Asad Mohmand, MD, 40
Interventional Cardiologist at MRMC

"I introduced trans-radial catheterization to our cardiac catheterization lab at my current position and have developed the program so more interventional cardiologists are adopting this approach."

  • Choosing medicine as a career was a natural transition for me, coming from an all-physician family, and I was drawn toward interventional cardiology. It has the unique distinction of offering acute interventions that can save a life in a matter of minutes. The day I stepped into the cardiac catheterization lab for the first time, I knew I had found the right calling.
  • I see adult patients of all age groups with a wide spectrum of physical complaints and diseases. Daily activity ranges from preoperative assessments to care of severely ill patients in the ICU with life-threatening maladies.
  • The most unforgettable days, the most humbling and touching experiences, come from patients who come in with life-threatening conditions. Being part of the team that ensures their safety and recovery is the most rewarding feeling — both personally and professionally.
  • Dealing with the constant pressure of knowing that even on the best of days, in the simplest of situations, unpredictable events can occur that may have dire consequences for the health and wellness of our patients is tough. On the other hand, this pressure has a motivational quality and helps us strive to be better at what we do every single day.
  • Smoking is one of the worst things we can do to our bodies. Unhealthy lifestyle choices like bad diets and lack of activity are also harmful. We are all responsible for making better choices when it comes to things we have control over.
  • I try to spend as much time as I can with my family. Kids grow up fast, and time doesn’t stop for anyone. Traveling, especially to places off the beaten path, is also something that I pursue every chance I get.

Dan M. Meyer, MD, 59
Medical Director, Heart, Lung and Vascular Services at Methodist Health System;
Cardiothoracic Surgeon at MRMC

"I specialize in mitral valve repair and minimally invasive heart and lung surgery."

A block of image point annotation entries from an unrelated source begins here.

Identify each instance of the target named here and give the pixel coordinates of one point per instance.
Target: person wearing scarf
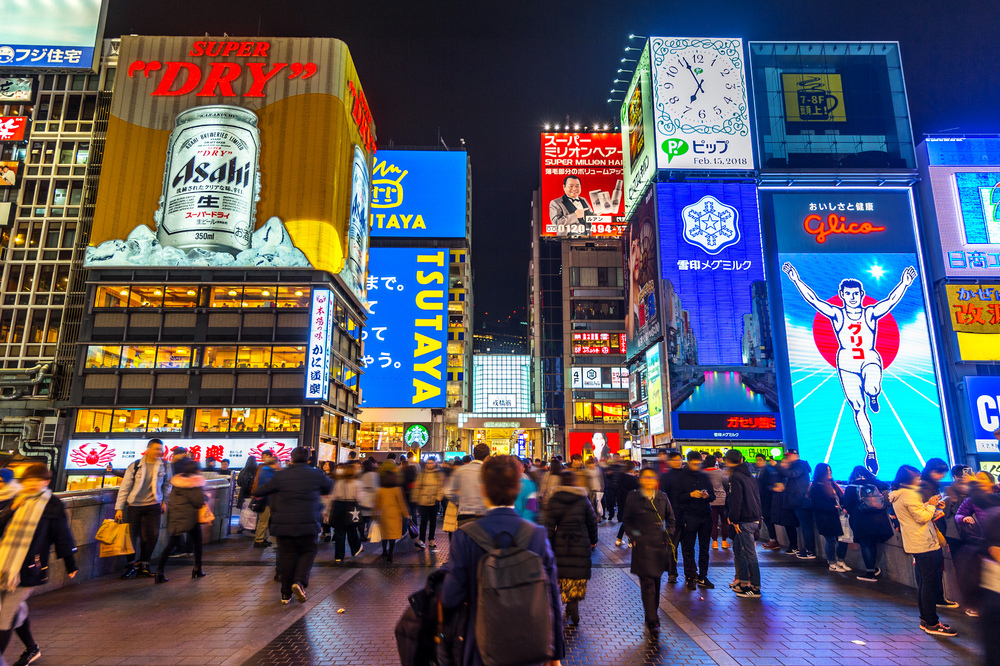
(31, 524)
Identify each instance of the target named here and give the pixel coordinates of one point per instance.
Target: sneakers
(938, 629)
(28, 656)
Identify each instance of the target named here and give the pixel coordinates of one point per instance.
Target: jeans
(869, 552)
(808, 531)
(650, 590)
(702, 532)
(428, 515)
(295, 558)
(144, 522)
(930, 586)
(175, 539)
(836, 550)
(719, 514)
(745, 555)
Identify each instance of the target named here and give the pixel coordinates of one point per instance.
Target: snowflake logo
(711, 225)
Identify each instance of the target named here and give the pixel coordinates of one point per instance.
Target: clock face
(701, 114)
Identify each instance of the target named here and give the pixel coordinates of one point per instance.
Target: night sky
(494, 73)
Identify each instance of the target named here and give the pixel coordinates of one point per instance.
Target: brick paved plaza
(807, 616)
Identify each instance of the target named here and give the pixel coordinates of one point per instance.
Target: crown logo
(386, 192)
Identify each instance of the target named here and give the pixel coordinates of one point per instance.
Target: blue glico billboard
(406, 337)
(419, 194)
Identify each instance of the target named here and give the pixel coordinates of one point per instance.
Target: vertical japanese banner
(718, 323)
(861, 357)
(406, 337)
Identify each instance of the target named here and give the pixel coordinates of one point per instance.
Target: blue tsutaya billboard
(419, 194)
(405, 340)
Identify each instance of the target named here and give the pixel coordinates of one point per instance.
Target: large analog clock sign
(702, 118)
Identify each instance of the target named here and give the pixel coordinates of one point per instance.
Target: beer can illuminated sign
(248, 181)
(320, 354)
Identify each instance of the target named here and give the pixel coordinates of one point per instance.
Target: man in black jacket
(295, 519)
(695, 493)
(743, 502)
(667, 482)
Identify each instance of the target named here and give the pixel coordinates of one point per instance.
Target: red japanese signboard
(582, 185)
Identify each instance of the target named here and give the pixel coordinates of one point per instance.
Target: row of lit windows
(230, 419)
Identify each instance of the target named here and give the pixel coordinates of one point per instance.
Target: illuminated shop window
(111, 297)
(288, 357)
(173, 357)
(293, 297)
(93, 420)
(103, 356)
(138, 356)
(226, 297)
(130, 420)
(259, 297)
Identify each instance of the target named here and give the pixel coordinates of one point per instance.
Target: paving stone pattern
(808, 615)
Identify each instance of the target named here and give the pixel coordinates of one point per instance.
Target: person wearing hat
(34, 522)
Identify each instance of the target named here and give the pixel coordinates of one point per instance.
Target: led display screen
(718, 324)
(407, 329)
(856, 323)
(419, 194)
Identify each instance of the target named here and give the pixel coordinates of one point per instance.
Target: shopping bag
(450, 518)
(248, 517)
(107, 531)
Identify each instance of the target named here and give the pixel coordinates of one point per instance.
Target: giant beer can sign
(211, 180)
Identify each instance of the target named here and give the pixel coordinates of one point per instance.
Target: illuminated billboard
(718, 324)
(54, 34)
(419, 194)
(856, 322)
(582, 185)
(406, 336)
(702, 117)
(638, 136)
(642, 321)
(247, 180)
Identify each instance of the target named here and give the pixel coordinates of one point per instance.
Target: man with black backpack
(513, 598)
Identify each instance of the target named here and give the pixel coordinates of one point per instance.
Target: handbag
(205, 514)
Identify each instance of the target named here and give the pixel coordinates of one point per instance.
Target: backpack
(512, 593)
(870, 499)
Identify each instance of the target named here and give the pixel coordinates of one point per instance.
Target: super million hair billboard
(236, 153)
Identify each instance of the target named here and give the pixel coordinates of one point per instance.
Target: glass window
(212, 420)
(248, 419)
(288, 357)
(130, 420)
(259, 297)
(226, 297)
(103, 357)
(283, 420)
(173, 357)
(138, 357)
(181, 297)
(293, 297)
(219, 357)
(93, 420)
(146, 296)
(254, 357)
(111, 297)
(166, 420)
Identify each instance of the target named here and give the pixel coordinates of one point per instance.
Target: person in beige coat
(390, 510)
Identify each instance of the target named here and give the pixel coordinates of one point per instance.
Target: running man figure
(856, 327)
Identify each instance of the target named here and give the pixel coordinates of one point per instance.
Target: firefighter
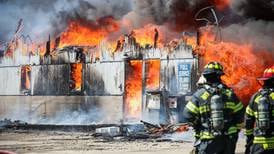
(259, 117)
(215, 113)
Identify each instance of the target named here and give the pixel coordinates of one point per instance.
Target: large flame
(88, 34)
(76, 76)
(133, 97)
(242, 63)
(152, 74)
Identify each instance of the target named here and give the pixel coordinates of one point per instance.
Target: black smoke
(244, 21)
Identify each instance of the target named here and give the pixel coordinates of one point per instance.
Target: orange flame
(242, 64)
(152, 74)
(76, 76)
(133, 96)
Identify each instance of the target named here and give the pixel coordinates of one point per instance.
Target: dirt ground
(46, 142)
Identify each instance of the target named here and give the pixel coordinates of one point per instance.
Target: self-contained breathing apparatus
(216, 106)
(265, 106)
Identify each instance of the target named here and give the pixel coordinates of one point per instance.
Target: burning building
(135, 82)
(84, 72)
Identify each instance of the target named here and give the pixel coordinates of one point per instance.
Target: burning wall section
(112, 86)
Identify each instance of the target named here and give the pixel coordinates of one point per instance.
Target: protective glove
(249, 142)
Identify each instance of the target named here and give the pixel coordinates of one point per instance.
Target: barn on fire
(128, 85)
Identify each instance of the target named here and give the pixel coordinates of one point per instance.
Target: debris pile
(108, 132)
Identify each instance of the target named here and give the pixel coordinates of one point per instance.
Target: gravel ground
(45, 142)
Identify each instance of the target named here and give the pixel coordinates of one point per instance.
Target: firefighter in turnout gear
(259, 117)
(215, 113)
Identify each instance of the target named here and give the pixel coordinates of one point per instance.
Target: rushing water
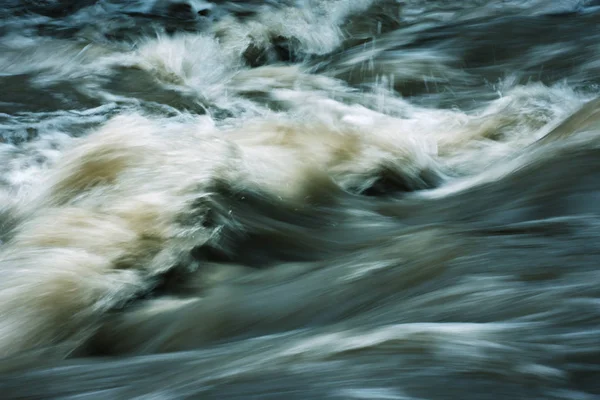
(328, 199)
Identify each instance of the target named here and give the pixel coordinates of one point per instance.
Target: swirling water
(345, 199)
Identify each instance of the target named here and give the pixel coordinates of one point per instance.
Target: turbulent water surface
(328, 199)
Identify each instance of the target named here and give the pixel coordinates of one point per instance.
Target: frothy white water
(326, 199)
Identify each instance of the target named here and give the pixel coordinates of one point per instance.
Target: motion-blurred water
(329, 199)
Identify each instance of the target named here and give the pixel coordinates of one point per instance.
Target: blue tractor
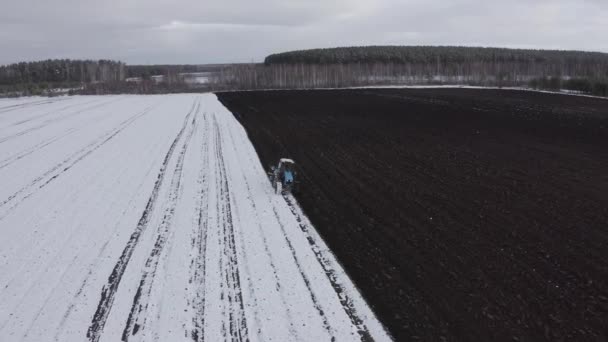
(283, 176)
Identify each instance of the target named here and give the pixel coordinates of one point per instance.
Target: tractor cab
(283, 176)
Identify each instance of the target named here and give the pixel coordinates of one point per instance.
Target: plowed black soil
(461, 214)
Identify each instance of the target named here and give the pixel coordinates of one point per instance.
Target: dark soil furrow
(460, 214)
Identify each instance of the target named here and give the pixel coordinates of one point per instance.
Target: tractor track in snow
(230, 289)
(271, 262)
(55, 120)
(198, 269)
(137, 316)
(24, 153)
(11, 108)
(50, 175)
(108, 292)
(59, 110)
(342, 294)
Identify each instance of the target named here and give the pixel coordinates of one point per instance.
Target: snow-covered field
(150, 218)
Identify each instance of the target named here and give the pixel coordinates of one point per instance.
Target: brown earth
(461, 214)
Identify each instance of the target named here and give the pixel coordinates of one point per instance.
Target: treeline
(585, 72)
(432, 54)
(418, 65)
(146, 71)
(42, 77)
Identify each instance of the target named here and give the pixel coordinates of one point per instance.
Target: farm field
(151, 218)
(460, 214)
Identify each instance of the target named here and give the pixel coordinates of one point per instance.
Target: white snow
(151, 218)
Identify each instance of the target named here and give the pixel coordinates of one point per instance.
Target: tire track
(55, 120)
(59, 110)
(231, 292)
(343, 297)
(24, 153)
(198, 271)
(137, 316)
(108, 292)
(56, 171)
(271, 262)
(11, 108)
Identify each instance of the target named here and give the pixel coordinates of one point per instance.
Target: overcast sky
(212, 31)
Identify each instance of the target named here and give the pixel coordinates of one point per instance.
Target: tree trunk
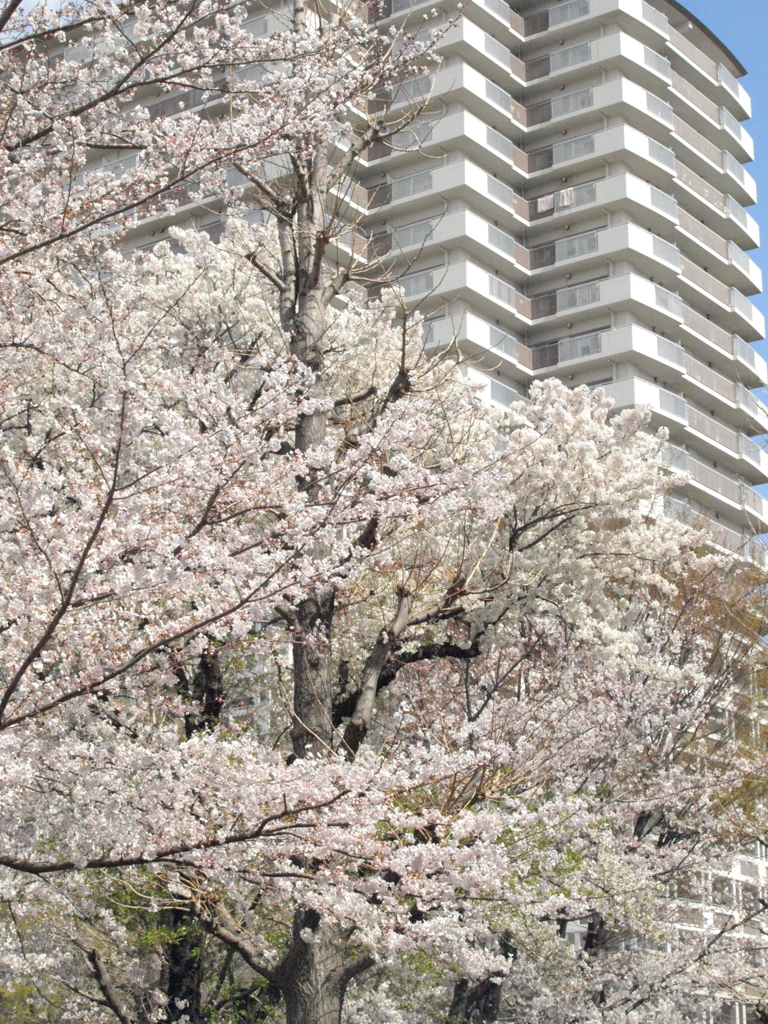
(312, 976)
(184, 968)
(478, 1004)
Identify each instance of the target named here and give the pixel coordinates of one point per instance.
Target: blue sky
(742, 25)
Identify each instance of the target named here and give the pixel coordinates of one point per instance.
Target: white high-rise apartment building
(571, 202)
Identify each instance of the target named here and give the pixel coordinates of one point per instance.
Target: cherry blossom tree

  • I had early exposure to medicine (cardiology in particular) by my mom who was a nurse. My sister, a medical illustrator, also had some influence on me. During medical school, I thought emergency and trauma services would be my areas of interest, but this changed to cardiothoracic surgery as I moved further in my training.
  • We are trying to expand the services in the heart, lung and vascular arena that are already present to different degrees in our system. We are also hoping to implement care pathways for many disease processes, in a standardized way, to improve overall outcomes.
  • I enjoy teaching the nurses about newer procedures we have done for our patients that the team had not seen before. The interest and excitement about learning new things and finding better solutions to our patient’s health is what I have seen the team at MRMC embrace.
  • Discussing change with the medical team is always a challenge, as it is of course critical to have the rationale to support any changes we are recommending.
  • Prevention is the key, and it is never too late to start on this course. Exercise, diet and careful follow-up with your physician are important for all patients. Start with small steps but keep moving forward.
  • I enjoy running, often while chasing my kids on their bikes. My wife and I try to keep exercise an important part of our family activities. We also enjoy multiple water sports during visits to family in California.